Ringfort (Rath), An Chaisleach, Co. Kerry
Co. Kerry |
Ringforts
Some places earn their place in the historical record precisely by disappearing.
The ringfort known as Cloghaunleaghaniska Fort, or Clochán Liath in Irish, is one such place: a site that existed clearly enough to be mapped by the Ordnance Survey in the nineteenth century, and then vanished so completely that the surveyors themselves recorded the change, marking it on their second edition map not as a fort but as the "site of" one. That quiet editorial correction is, in its own way, a small document of erasure.

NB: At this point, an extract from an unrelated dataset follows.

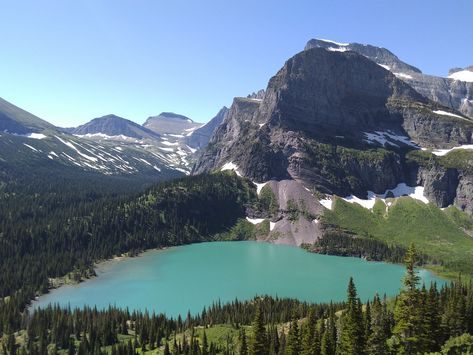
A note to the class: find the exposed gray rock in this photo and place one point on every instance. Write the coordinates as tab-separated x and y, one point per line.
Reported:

Ringforts, sometimes called raths, were enclosed farmsteads typical of early medieval Ireland, usually circular earthen banks surrounding a dwelling and associated outbuildings. They were among the most common settlement forms of their time, and thousands survive across the country in varying states of preservation. This particular example, described in the Ordnance Survey Name Books as a circular earthen fort, once stood north of the confluence of the Owroe and Inny rivers, just south-west of Colly mountain on the Iveragh Peninsula in south Kerry. By the time the second Ordnance Survey edition was produced, the physical structure had already gone. Today no trace remains on the ground. The site is documented in the archaeological survey of the Iveragh Peninsula compiled by A. O'Sullivan and J. Sheehan, published by Cork University Press in 1996, which drew on that earlier Ordnance Survey evidence to place it in the record even in its absence.